United States District Court, D. Montana, Great Falls Division

April 20, 2018

DANNY SEVERSON, Petitioner,
v.
JAMES SALMONSON, Respondent.

          ORDER AND FINDINGS AND RECOMMENDATION OF UNITED STATES MAGISTRATE JUDGE

          John Johnston United States Magistrate Judge

         This case comes before the Court on Petitioner Danny Severson's application for writ of habeas corpus under 28 U.S.C. §2254, March 2, 2018. Severson is a state prisoner proceeding pro se.

         I. Background

         Severson was one of a group of petitioners that joined in filing what they characterized as an “En Masse Petition for Writ of Habeas Corpus as per 28 U.S.C. § 2254 and Rule 20(a) and Rule 23 of the Federal Rules of Civil Procedure.” (Doc. 2). The “en masse” petitioners sought to challenge the constitutionality of the criminal charging process utilized against them by the State of Montana. Id. at 19-33.

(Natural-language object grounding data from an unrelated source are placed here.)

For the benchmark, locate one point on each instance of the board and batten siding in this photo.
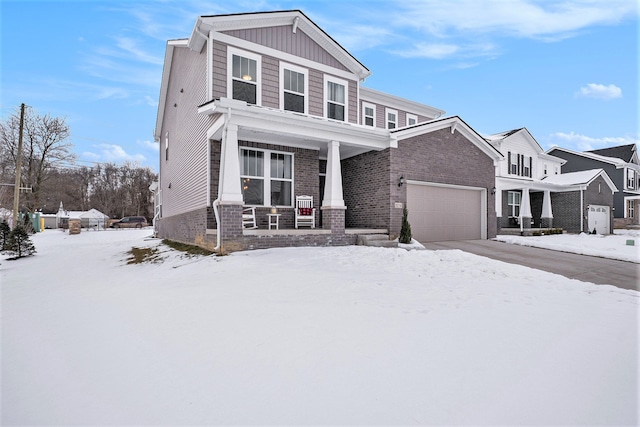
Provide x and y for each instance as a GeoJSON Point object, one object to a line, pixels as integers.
{"type": "Point", "coordinates": [518, 144]}
{"type": "Point", "coordinates": [282, 38]}
{"type": "Point", "coordinates": [186, 168]}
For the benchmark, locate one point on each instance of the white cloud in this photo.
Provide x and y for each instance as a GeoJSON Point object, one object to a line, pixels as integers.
{"type": "Point", "coordinates": [113, 153]}
{"type": "Point", "coordinates": [577, 142]}
{"type": "Point", "coordinates": [593, 90]}
{"type": "Point", "coordinates": [522, 18]}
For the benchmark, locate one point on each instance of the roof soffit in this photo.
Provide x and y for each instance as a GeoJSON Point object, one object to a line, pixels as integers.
{"type": "Point", "coordinates": [295, 18]}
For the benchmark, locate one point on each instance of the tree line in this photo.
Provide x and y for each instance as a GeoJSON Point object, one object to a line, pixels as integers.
{"type": "Point", "coordinates": [49, 169]}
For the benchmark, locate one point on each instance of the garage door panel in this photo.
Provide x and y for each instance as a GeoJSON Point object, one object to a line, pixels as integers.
{"type": "Point", "coordinates": [444, 213]}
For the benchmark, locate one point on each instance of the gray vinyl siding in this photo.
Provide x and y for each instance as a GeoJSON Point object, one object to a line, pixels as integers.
{"type": "Point", "coordinates": [270, 75]}
{"type": "Point", "coordinates": [285, 40]}
{"type": "Point", "coordinates": [578, 163]}
{"type": "Point", "coordinates": [187, 165]}
{"type": "Point", "coordinates": [381, 116]}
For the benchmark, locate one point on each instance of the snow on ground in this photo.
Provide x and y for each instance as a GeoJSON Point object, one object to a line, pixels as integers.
{"type": "Point", "coordinates": [347, 335]}
{"type": "Point", "coordinates": [613, 246]}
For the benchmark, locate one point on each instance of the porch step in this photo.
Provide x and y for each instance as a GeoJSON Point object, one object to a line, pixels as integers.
{"type": "Point", "coordinates": [377, 240]}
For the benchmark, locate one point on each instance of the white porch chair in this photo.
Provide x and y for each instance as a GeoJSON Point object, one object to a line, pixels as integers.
{"type": "Point", "coordinates": [305, 212]}
{"type": "Point", "coordinates": [249, 218]}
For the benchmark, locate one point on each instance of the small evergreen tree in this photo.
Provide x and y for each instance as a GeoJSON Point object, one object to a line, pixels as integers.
{"type": "Point", "coordinates": [19, 243]}
{"type": "Point", "coordinates": [405, 231]}
{"type": "Point", "coordinates": [5, 230]}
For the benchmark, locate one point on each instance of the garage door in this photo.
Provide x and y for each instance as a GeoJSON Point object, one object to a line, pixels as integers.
{"type": "Point", "coordinates": [438, 213]}
{"type": "Point", "coordinates": [598, 219]}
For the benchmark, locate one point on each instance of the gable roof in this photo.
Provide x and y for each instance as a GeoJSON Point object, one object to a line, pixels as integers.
{"type": "Point", "coordinates": [295, 18]}
{"type": "Point", "coordinates": [456, 124]}
{"type": "Point", "coordinates": [497, 139]}
{"type": "Point", "coordinates": [581, 178]}
{"type": "Point", "coordinates": [619, 163]}
{"type": "Point", "coordinates": [624, 152]}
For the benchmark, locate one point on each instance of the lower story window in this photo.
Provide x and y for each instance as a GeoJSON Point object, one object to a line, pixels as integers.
{"type": "Point", "coordinates": [513, 202]}
{"type": "Point", "coordinates": [266, 177]}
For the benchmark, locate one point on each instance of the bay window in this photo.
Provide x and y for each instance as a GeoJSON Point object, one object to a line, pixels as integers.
{"type": "Point", "coordinates": [266, 177]}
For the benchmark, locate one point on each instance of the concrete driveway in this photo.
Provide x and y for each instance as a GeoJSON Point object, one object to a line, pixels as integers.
{"type": "Point", "coordinates": [581, 267]}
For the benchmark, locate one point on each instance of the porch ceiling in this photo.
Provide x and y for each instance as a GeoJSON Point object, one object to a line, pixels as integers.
{"type": "Point", "coordinates": [272, 126]}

         Severson, and the additional petitioners, were notified that the Court would not allow them to proceed as a group and that separate cases would be opened for each. (Doc. 1 at 2-5). Petitioners were then ordered to respond individually to advise the Court whether or not they wished to proceed and, if so, petitioners were directed to each complete the Court's standard habeas form. Id. at 5-6. Severson did not respond to this Court's order.

         i. Motion for Leave to Proceed in Forma Pauperis

         Severson has moved this Court to be granted in forma pauperis status. (Doc. 3). Because there is no reason to delay this matter further, Severson's motion will be GRANTED.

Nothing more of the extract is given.